Senin, 21 April 2014

Nike's Fuelband Hits the Wall

Everyone knew that many of these wearable computers weren’t long for this world. Few predicted that the first big failure would be Nike’s (NKE) Fuelband.

Yet Nike’s experiment with a wrist-based fitness computer seems to be in peril, if not completely doomed. CNET reported on Friday that Nike had laid off its engineering staff working on the project and would stop making wearable computing hardware. On Saturday the company pushed back, saying the Fuelband remained an important part of its business and it would continue supporting the newest model, the Fuelband SE, for the foreseeable future. At the same time, Nike acknowledged “a small number of layoffs” and stopped short of saying it expected to make new versions of the wristband.

“Nike is committed to Nike+, to NikeFuel, and to driving innovations that bring richer experiences for all athletes,” KeJuan Williams, a spokesperson for the company, wrote in an e-mail. “We will continue to leverage partnerships to expand our ecosystem of digital products and services, using NikeFuel as the universal currency for measuring, motivating and improving.”

If Nike does move away from hardware, it would sacrifice its primary advantage in the world of wearable computing: its understanding of what things people will actually wear. Sure, NikeFuel—the company’s mysterious point system that converted wrist movements into a measure of overall physical activity—was a clever way to keep people using Nike’s gadgets. It was part of the reason credulous writers have gushed about the company as if it were Apple’s (AAPL) fitness-y second coming. But it’s hard to see a bright future for a measure of physical activity that isn’t linked to a popular device dedicated to monitoring it. No metric will ever be as hip as a pair of fresh Jordans.

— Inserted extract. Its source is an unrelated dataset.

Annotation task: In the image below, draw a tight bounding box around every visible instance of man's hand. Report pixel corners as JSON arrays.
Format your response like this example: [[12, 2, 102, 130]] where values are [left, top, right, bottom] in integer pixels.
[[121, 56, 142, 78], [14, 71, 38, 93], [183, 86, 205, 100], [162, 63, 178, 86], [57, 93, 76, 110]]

Nike may be counting on other companies to carry its water. Last year it ran a program to help other companies develop applications that built on NikeFuel. Earlier this month, it said it was opening the Nike+ Fuel Lab in San Francisco, which it described as a “pivotal expansion” of the same concept. None of these partners would actually build hardware, though. With or without the Fuelband line, smartphones seem to be an obvious choice for tracking NikeFuel; more than 45 million Americans used a fitness or health smartphone app in January, according to Nielsen, and Nike already has a number of iPhone fitness apps.

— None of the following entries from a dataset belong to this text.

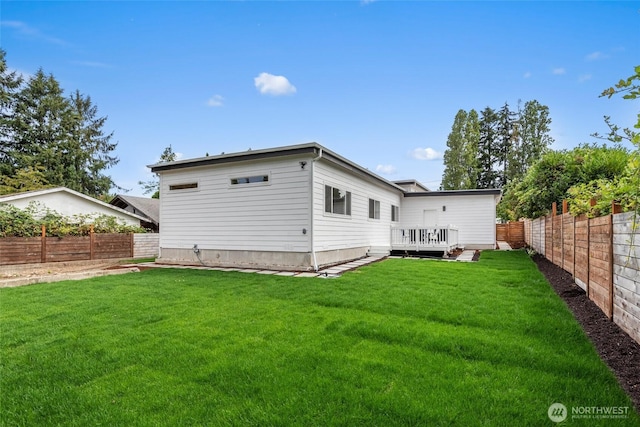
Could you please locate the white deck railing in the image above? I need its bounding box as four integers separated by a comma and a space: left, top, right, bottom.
391, 225, 458, 252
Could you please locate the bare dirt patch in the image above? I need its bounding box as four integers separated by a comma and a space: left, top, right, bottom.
533, 255, 640, 410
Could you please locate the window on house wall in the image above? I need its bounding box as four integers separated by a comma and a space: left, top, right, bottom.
369, 199, 380, 219
391, 205, 400, 222
231, 175, 269, 185
324, 185, 351, 215
169, 182, 198, 191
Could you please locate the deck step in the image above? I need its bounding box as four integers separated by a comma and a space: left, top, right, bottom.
367, 246, 391, 257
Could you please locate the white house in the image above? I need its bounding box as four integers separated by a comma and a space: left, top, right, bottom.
150, 143, 500, 270
0, 187, 147, 226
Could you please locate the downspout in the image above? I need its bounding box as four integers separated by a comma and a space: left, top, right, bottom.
309, 147, 322, 272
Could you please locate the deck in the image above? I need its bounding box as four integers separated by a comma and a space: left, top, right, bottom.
391, 225, 458, 252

So this may just be a recognition of how people are using technology to monitor their fitness. Still, the failure of one of the most well-known fitness tracking devices could reinforce the existing public skepticism about wearable computing. “Consumers don’t understand why they need wearable tech devices,” says James Russo, a senior vice president at Nielsen. “That came through very clearly in our research.”

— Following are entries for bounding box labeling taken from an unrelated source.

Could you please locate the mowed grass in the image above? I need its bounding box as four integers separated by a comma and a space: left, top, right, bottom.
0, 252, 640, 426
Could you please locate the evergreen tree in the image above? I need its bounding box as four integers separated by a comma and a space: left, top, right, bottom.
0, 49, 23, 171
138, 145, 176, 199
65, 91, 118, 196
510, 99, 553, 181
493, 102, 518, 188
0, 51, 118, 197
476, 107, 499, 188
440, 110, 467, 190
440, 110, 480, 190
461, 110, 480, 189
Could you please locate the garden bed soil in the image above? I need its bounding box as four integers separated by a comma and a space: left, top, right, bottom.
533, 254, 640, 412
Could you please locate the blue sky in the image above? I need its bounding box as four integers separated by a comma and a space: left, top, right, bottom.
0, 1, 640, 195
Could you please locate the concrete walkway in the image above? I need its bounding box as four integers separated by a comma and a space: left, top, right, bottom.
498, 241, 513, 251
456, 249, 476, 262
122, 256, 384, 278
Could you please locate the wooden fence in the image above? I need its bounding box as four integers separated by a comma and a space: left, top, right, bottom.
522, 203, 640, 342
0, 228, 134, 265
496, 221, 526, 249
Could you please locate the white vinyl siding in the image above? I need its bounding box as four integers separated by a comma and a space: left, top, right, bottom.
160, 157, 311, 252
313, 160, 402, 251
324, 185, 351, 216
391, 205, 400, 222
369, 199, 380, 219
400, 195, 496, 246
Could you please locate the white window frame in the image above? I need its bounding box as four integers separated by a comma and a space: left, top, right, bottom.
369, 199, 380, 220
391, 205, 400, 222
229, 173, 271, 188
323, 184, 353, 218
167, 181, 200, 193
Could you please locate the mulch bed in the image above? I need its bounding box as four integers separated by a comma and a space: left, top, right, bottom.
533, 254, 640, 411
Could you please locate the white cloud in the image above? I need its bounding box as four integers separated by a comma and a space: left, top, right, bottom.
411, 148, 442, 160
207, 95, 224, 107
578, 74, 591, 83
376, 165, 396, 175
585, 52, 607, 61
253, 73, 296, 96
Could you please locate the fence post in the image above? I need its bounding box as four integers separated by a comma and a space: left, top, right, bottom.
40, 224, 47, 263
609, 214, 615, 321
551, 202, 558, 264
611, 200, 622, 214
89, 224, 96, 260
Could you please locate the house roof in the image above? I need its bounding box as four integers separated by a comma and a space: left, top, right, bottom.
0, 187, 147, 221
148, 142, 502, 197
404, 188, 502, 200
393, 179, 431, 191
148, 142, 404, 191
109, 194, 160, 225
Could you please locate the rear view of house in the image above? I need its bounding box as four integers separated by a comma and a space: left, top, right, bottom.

If people are going to be convinced about wearables, Nike has been one of the best companies to convince them. If it does step to the side, that leaves Apple, whose Fuelband-sporting chief executive officer sits on Nike’s board, to pick up the slack. Nike and Apple have been collaborating on fitness tech for a while; Apple added sensors to its latest phones that allow the devices to measure NikeFuel. An eventual collision in their interests seemed likely. Now Nike seems to have cleared the path.